The top result is still from this site, even though the robots.txt prevents showing it.

Apparently we could use this google tool https://www.google.com/webmasters/tools/removals to remove the results entirely. Should we?

pv commented

Maybe the issue is that Google has not yet re-crawled the pages, or somehow has ignored the changes? Maybe the robots.txt entry prevents it from re-crawling? Should we instead remove it? A comment from a SEO expert would be useful here. The thing is that if you just remove the old docs, you'll probably lose the weights from all existing links pointing to them.

E.g. also https://www.google.com/search?q=numpy+array has first hit docs.scipy.org/doc/numpy/ even though that redirects to numpy.org.

I changed now the /doc/numpy to numpy.org/doc redirect to "Moved Permanently" instead of a temporary redirect. Moreover, the old docs have been down-weighted with a <link rel="canonical" pointing to the new docs since #38 so in principle the canonical ones should come first. This seems to work for Scipy (and the google-juice from the old docs presumably feeds to the new ones).

pv commented

I removed the Disallow: /doc/numpy* line from robots.txt now, as apparently it's not doing what it was expected to do. We can add it back if we are sure it's the optimal thing to do...

Let's wait a few weeks to see how this pans out, then we can see if anything need adjusting.

pv commented

The google docs seem to say that robots.txt is indeed the wrong tool for this:
https://support.google.com/webmasters/answer/6062608?hl=en

You may want to add a similar javascript solution to numpy.org. Otherwise, I guess google may end up preferring some old version docs, and people will be confused landing on them (e.g. also via other sources than google). The rel=canonical tags it adds also down-weight automatically the obsolete doc versions.

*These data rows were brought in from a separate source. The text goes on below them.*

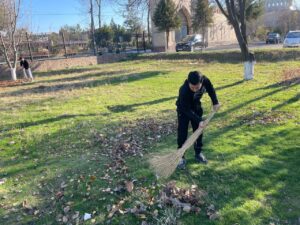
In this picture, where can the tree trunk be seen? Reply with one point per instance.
(13, 74)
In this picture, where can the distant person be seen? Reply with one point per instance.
(189, 110)
(26, 68)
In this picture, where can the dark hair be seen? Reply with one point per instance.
(195, 77)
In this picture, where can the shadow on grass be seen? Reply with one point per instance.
(222, 56)
(55, 167)
(63, 71)
(230, 110)
(130, 108)
(52, 120)
(292, 100)
(229, 85)
(94, 83)
(250, 185)
(284, 83)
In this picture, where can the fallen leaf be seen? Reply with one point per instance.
(129, 186)
(87, 216)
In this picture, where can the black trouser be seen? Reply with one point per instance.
(182, 132)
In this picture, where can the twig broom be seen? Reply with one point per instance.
(165, 165)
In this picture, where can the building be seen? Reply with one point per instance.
(274, 9)
(220, 32)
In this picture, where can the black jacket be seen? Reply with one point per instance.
(24, 64)
(188, 102)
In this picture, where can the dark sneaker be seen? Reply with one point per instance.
(181, 165)
(201, 159)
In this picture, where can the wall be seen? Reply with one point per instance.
(65, 63)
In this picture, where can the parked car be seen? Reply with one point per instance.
(273, 38)
(190, 43)
(292, 39)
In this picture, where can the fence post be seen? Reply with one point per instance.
(29, 47)
(63, 36)
(144, 43)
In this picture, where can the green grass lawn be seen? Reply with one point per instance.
(58, 138)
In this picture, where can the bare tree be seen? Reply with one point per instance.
(236, 12)
(11, 37)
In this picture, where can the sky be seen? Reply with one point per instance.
(49, 15)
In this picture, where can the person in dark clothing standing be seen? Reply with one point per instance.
(189, 110)
(26, 68)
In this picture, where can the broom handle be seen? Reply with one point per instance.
(189, 142)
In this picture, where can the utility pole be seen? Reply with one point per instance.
(29, 47)
(93, 28)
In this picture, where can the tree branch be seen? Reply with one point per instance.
(222, 9)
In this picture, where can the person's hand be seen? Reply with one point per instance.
(201, 124)
(216, 107)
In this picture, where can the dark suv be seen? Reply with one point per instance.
(273, 38)
(190, 43)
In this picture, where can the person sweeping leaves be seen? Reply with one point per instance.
(189, 110)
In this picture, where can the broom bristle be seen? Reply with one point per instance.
(165, 165)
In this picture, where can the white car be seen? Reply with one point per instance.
(292, 39)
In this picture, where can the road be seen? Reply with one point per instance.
(251, 46)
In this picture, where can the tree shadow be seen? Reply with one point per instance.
(222, 57)
(132, 107)
(237, 177)
(289, 101)
(285, 83)
(42, 89)
(229, 85)
(63, 71)
(51, 120)
(221, 114)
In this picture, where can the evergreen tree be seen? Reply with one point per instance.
(165, 17)
(203, 17)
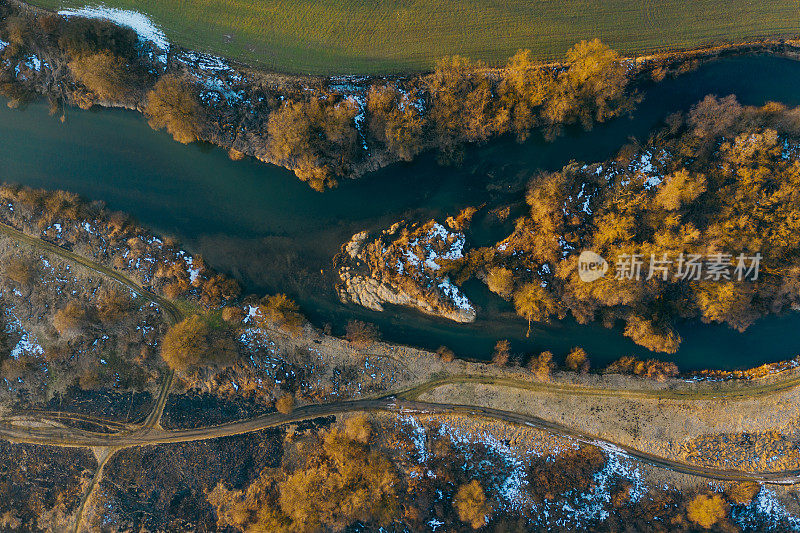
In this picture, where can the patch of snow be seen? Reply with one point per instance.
(138, 22)
(765, 512)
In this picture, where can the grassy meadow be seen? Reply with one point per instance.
(400, 36)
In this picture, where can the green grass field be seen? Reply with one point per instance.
(393, 36)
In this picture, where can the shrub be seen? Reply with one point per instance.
(113, 305)
(193, 342)
(279, 311)
(361, 334)
(502, 353)
(317, 139)
(69, 320)
(471, 505)
(500, 281)
(83, 36)
(285, 404)
(447, 355)
(19, 271)
(172, 104)
(707, 510)
(542, 365)
(577, 360)
(108, 76)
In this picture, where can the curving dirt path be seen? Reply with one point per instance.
(46, 428)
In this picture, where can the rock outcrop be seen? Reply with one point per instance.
(403, 266)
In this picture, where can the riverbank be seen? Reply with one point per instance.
(236, 104)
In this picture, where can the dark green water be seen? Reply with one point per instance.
(259, 223)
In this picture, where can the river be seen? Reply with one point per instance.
(260, 224)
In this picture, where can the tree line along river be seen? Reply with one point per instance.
(262, 225)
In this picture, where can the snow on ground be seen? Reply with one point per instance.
(204, 61)
(765, 512)
(138, 22)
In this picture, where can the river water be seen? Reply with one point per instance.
(260, 224)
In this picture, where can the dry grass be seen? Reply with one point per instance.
(354, 36)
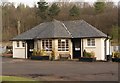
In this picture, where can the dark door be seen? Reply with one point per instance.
(76, 48)
(30, 47)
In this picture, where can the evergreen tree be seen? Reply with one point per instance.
(54, 10)
(42, 9)
(74, 11)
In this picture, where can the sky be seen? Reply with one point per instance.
(32, 2)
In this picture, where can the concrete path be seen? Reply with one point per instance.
(61, 70)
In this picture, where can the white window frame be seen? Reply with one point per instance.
(63, 45)
(91, 42)
(23, 43)
(47, 44)
(17, 44)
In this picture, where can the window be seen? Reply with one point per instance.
(18, 44)
(23, 44)
(47, 45)
(63, 45)
(91, 42)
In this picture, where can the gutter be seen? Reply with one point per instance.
(106, 47)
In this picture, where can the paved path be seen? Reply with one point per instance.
(61, 70)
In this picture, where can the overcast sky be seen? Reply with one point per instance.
(32, 2)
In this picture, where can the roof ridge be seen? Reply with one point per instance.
(67, 29)
(94, 27)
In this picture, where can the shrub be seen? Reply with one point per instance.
(88, 54)
(116, 54)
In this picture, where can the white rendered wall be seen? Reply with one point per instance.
(19, 52)
(98, 49)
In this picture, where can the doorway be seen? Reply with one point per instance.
(30, 47)
(76, 48)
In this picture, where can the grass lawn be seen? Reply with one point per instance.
(14, 79)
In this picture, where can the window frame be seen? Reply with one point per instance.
(63, 45)
(91, 42)
(23, 43)
(47, 44)
(17, 44)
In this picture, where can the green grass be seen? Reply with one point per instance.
(14, 79)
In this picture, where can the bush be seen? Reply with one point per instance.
(116, 54)
(88, 54)
(39, 53)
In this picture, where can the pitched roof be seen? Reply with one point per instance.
(61, 29)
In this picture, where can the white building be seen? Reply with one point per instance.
(64, 37)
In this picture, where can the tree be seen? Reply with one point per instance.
(99, 7)
(114, 34)
(42, 9)
(74, 11)
(54, 10)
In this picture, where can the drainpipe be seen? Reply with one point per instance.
(25, 51)
(82, 48)
(106, 48)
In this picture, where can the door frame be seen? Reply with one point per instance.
(29, 42)
(76, 49)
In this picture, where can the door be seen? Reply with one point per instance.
(30, 47)
(76, 48)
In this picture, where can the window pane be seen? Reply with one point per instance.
(17, 43)
(23, 44)
(47, 45)
(91, 42)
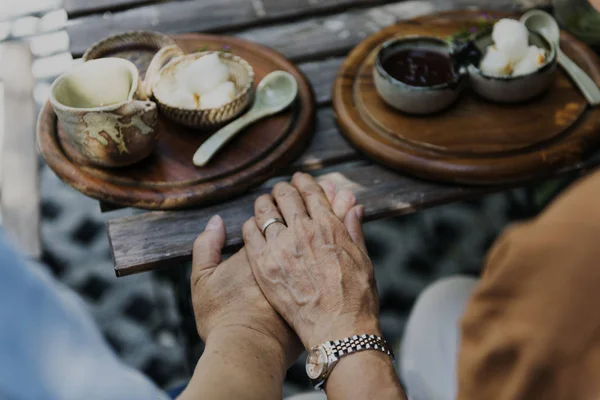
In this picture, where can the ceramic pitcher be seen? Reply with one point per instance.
(104, 111)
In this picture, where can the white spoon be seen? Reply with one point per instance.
(274, 93)
(545, 24)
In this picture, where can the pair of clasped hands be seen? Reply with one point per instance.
(296, 286)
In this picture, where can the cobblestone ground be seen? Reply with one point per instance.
(139, 314)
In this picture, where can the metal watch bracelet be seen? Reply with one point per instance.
(322, 358)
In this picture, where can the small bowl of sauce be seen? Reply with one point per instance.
(417, 75)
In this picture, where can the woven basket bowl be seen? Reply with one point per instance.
(240, 73)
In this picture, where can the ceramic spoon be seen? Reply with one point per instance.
(274, 93)
(543, 23)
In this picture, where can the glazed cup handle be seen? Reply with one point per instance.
(160, 59)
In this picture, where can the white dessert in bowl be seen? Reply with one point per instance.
(517, 64)
(204, 90)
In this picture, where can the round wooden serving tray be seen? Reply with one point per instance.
(167, 179)
(475, 141)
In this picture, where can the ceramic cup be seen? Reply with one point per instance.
(101, 117)
(514, 89)
(415, 99)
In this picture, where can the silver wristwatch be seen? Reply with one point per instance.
(322, 358)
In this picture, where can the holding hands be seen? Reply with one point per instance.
(303, 277)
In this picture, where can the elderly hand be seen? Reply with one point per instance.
(226, 296)
(315, 272)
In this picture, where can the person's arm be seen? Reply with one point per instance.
(238, 364)
(248, 345)
(531, 328)
(315, 272)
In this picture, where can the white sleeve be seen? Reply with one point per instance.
(50, 347)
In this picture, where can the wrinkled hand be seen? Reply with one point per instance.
(225, 294)
(315, 272)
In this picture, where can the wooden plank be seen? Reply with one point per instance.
(340, 32)
(322, 75)
(327, 148)
(19, 196)
(171, 17)
(81, 7)
(155, 239)
(335, 35)
(197, 16)
(152, 239)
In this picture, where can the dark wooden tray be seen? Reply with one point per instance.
(168, 179)
(475, 141)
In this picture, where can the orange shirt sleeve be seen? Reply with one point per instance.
(532, 328)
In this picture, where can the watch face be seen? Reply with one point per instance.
(316, 362)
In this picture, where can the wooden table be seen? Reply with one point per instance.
(316, 34)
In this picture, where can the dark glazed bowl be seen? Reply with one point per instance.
(415, 99)
(514, 89)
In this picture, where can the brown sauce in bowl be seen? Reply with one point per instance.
(418, 67)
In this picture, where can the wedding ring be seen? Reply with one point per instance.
(271, 222)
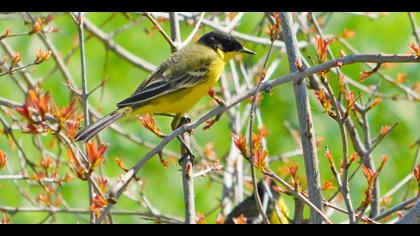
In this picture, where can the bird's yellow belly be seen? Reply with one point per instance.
(182, 101)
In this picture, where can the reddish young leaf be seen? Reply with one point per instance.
(240, 143)
(365, 75)
(401, 78)
(347, 34)
(384, 130)
(240, 220)
(415, 48)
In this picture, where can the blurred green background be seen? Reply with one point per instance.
(388, 33)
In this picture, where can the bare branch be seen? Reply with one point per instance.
(307, 132)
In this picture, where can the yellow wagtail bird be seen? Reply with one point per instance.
(177, 84)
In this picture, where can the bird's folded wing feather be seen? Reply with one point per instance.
(175, 74)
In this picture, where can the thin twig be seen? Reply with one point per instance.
(416, 31)
(120, 186)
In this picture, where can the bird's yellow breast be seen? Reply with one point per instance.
(183, 100)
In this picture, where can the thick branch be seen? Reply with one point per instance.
(307, 132)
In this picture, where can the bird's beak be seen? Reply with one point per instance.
(247, 51)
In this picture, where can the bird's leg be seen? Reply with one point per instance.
(164, 114)
(182, 120)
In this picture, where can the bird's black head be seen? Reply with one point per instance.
(223, 41)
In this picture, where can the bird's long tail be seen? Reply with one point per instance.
(89, 132)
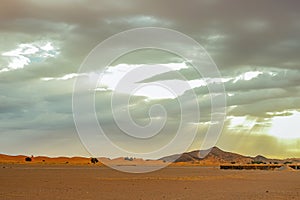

Checking today (two weeks later) the old scipy page is still the top search result for the google query https://www.google.com/search?hl=en&q=numpy%20standard%20normal. Duckduckgo does lower the position of the scipy.org pages https://duckduckgo.com/?q=numpy+standard+normal&t=hk&ia=web but they are still there.

pv commented

When I look at the google search console now, it shows that google had last indexed most of the pages in early june (and some in april) and shows most pages still blocked by the robots.txt. So probably one needs to wait longer (or submit a sitemap to them to trigger the update).

Thanks, I will set a reminder for two more weeks.

Two weeks later, the 1.15 pages are still the top two links :(

I wish Google would show the documentation for Python3.8 by default instead of polluting it with 2.7.

pv commented

The numpy.random pages are maybe the worst cases, because they were moved/changed in the numpy random rewrite (and google indexed some of them while the canonical link was still invalid, before #42).

For other numpy functions it seems numpy.org links are generally now on top.

pv commented

Google seems to now have numpy.org/doc/stable on top.

Cool. I will close this then. Thanks @pv. Please reopen or open a new issue if there is more we can do.